Improved Perturbation Theory for Improved Lattice Actions

TL;DR

This paper introduces a gauge-invariant, all-orders resummation method for perturbation theory on the lattice, improving accuracy by replacing parameters with dressed values that incorporate dominant tadpole contributions.

Contribution

The authors extend a tadpole resummation technique to all gluon actions and fermion actions, providing a systematic way to improve lattice perturbation calculations.

Findings

Enhanced agreement with non-perturbative estimates

Systematic improvement applicable to various actions

Simplified numerical solution of integral equations

Abstract

We study a systematic improvement of perturbation theory for gauge fields on the lattice; the improvement entails resumming, to all orders in the coupling constant, a dominant subclass of tadpole diagrams. This method, originally proposed for the Wilson gluon action, is extended here to encompass all possible gluon actions made of closed Wilson loops; any fermion action can be employed as well. The effect of resummation is to replace various parameters in the action (coupling constant, Symanzik coefficients, clover coefficient) by ``dressed'' values; the latter are solutions to certain coupled integral equations, which are easy to solve numerically.

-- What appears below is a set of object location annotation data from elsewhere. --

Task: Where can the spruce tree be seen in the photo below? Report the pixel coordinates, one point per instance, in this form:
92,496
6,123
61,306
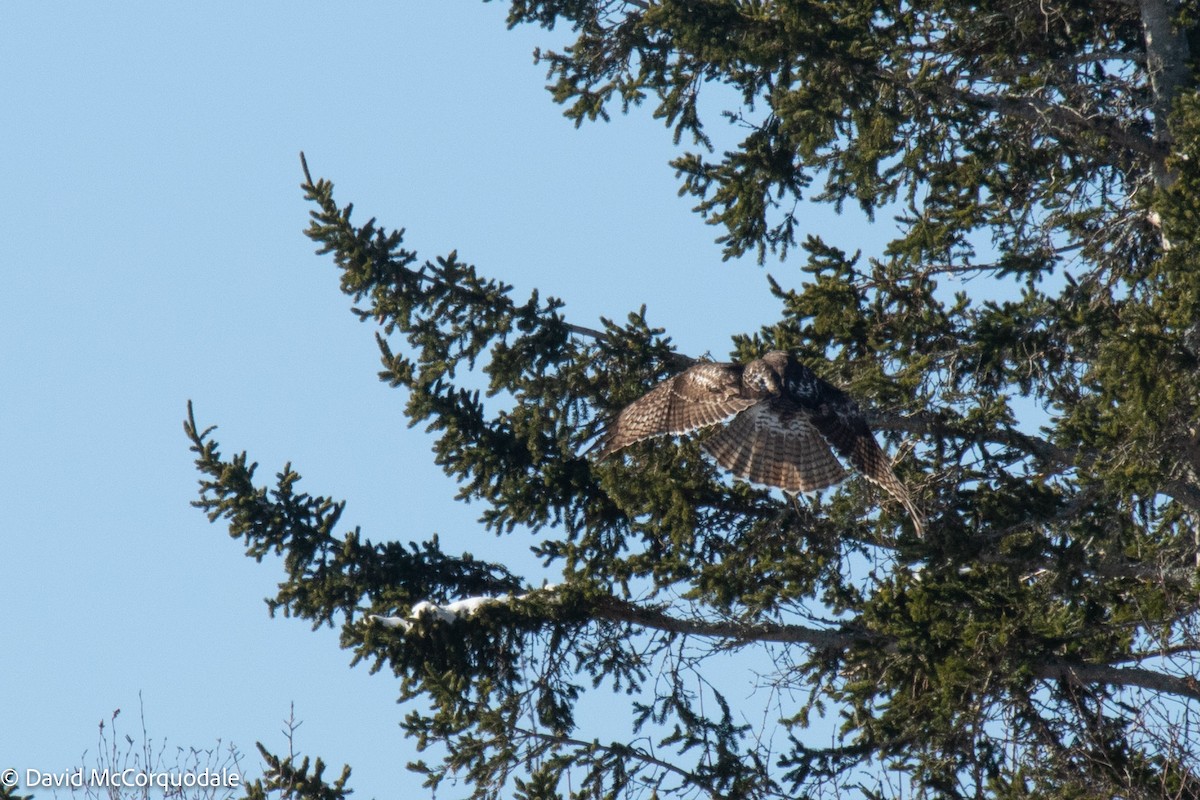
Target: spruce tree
1039,639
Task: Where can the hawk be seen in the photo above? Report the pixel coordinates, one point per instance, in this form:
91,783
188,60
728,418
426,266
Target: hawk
784,426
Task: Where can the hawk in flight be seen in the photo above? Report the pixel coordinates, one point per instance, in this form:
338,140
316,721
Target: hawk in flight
784,426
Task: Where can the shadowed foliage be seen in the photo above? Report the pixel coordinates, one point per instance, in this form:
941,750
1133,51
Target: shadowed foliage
1027,347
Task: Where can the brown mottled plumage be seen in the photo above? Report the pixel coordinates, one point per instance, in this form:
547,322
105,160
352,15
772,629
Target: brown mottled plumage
784,426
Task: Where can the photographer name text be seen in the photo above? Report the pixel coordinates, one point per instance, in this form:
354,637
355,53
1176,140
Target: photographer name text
130,779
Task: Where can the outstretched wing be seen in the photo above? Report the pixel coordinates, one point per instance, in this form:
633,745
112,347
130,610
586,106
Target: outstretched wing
774,444
703,395
843,425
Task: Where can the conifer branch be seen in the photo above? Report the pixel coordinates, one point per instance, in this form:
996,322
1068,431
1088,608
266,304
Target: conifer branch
616,609
1110,675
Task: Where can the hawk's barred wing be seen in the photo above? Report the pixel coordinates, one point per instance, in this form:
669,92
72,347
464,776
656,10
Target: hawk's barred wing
774,444
846,431
703,395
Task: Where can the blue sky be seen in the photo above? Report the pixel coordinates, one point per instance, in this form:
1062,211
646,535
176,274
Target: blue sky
153,253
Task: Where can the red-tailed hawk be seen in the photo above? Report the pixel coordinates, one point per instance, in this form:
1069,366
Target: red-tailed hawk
784,426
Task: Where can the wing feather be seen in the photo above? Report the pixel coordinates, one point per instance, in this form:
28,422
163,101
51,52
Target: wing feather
774,444
703,395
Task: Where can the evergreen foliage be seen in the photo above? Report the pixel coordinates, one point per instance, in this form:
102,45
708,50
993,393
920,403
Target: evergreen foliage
1041,641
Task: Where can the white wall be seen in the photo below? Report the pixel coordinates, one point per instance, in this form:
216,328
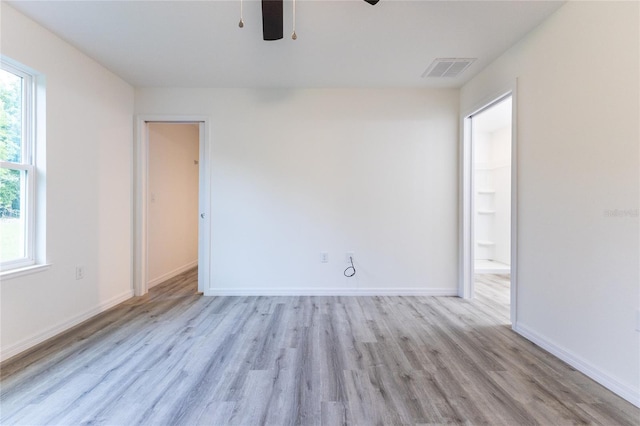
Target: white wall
172,224
88,189
578,158
297,172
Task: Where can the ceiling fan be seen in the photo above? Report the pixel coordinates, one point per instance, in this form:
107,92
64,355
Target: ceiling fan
272,18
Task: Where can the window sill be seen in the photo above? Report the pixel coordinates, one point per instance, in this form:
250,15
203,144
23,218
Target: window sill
20,272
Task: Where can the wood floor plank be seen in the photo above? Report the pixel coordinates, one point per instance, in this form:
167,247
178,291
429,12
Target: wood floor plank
175,357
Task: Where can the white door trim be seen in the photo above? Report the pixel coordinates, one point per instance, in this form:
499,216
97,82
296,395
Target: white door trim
141,174
466,258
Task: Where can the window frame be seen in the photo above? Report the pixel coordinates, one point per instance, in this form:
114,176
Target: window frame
27,165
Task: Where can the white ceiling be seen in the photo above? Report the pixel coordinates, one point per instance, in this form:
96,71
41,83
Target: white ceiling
341,43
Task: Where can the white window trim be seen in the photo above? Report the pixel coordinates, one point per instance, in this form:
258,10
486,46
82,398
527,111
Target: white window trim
34,244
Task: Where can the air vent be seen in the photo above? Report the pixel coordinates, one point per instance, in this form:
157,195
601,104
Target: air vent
447,67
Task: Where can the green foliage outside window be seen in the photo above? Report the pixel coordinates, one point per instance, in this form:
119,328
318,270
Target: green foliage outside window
10,142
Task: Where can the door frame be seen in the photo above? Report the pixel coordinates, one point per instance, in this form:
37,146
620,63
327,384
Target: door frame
141,208
466,228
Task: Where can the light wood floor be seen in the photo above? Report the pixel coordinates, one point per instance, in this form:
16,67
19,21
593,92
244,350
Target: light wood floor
176,358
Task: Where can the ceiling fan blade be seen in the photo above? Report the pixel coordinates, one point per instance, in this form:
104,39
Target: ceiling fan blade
272,18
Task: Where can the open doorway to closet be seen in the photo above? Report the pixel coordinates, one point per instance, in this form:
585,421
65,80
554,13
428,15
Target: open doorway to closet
172,196
491,140
489,208
172,202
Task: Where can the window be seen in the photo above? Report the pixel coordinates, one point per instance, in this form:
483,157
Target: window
17,167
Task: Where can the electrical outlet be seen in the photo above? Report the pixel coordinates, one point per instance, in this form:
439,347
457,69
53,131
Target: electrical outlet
79,272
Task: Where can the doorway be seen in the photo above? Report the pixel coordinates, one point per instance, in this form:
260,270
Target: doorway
172,211
165,175
488,261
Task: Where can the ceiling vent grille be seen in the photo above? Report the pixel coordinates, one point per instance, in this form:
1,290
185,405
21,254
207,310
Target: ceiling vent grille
447,67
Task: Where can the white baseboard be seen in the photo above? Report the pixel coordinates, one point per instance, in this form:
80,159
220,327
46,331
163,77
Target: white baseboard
322,291
50,332
162,278
624,391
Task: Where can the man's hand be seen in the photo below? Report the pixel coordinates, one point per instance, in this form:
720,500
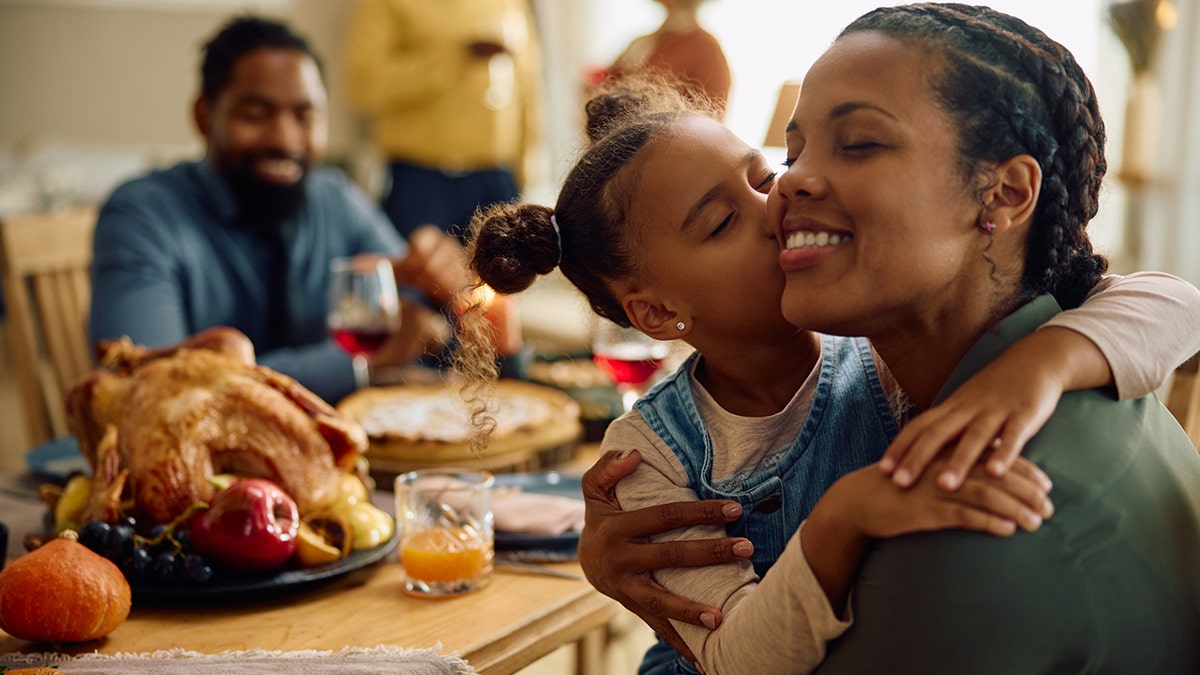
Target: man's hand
617,556
436,264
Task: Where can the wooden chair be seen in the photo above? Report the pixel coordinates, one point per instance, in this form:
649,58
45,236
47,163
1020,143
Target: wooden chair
1183,399
46,260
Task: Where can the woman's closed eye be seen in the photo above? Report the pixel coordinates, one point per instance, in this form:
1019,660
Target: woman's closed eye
861,147
721,226
765,184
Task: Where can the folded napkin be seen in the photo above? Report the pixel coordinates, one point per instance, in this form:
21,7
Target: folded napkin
382,658
529,513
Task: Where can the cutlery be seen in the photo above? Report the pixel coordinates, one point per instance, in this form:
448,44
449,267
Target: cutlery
539,569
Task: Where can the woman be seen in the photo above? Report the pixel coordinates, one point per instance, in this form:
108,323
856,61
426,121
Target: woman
616,232
957,154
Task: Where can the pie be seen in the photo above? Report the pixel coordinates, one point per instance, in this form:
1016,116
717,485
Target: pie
430,423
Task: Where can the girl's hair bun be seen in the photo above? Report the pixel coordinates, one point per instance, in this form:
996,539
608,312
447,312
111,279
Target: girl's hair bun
513,244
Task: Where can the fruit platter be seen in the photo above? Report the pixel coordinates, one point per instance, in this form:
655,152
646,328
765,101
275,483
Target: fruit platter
247,544
210,478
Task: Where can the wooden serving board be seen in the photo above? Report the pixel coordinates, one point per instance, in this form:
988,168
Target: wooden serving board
517,448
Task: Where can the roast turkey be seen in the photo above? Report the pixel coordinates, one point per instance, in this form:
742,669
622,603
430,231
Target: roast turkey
174,417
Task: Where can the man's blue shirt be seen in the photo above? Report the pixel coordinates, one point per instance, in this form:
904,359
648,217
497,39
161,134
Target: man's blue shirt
171,260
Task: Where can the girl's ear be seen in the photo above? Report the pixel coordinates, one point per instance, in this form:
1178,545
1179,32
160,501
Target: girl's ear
1012,199
652,318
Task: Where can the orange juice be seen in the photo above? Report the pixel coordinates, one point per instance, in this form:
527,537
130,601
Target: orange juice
447,555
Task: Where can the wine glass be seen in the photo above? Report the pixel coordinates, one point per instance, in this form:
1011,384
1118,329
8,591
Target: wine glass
363,309
628,356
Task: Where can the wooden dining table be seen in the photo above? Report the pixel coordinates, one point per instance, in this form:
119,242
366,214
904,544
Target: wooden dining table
519,617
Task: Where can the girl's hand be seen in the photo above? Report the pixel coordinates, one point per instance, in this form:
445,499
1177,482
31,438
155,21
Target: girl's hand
873,508
865,505
996,411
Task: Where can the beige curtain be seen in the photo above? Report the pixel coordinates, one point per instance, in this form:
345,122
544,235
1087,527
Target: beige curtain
1167,215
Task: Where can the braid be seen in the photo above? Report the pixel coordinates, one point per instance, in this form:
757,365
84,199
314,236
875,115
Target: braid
1013,90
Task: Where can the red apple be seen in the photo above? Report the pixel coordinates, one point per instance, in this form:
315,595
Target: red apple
250,525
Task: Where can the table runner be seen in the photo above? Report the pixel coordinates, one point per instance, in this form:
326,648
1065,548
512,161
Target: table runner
381,659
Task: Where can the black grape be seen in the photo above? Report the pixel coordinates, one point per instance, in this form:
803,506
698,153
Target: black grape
93,535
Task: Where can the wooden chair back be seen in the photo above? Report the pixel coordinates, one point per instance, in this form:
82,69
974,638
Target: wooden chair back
1183,399
46,261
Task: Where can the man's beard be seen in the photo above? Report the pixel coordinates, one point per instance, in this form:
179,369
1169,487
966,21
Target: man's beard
262,204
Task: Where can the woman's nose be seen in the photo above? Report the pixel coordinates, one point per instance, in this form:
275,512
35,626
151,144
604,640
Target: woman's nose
802,180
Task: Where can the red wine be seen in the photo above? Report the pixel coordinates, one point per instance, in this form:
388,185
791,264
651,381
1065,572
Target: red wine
628,371
360,340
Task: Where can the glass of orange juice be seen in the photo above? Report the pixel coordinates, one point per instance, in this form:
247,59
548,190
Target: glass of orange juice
444,518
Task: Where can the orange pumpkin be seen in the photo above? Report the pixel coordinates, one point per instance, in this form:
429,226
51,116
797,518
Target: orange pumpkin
63,592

Some positive features of this method are: a) It is gauge invariant, b) it can be systematically applied to improve (to all orders) results obtained at any given order in perturbation theory, c) it does indeed absorb in the dressed parameters the bulk of tadpole contributions. Two different applications are presented: The additive renormalization of fermion masses, and the multiplicative renormalization Z_V (Z_A) of the vector (axial) current. In many cases where non-perturbative estimates of renormalization functions are also available for comparison, the agreement with improved perturbative results is significantly better as compared to results from bare perturbation theory.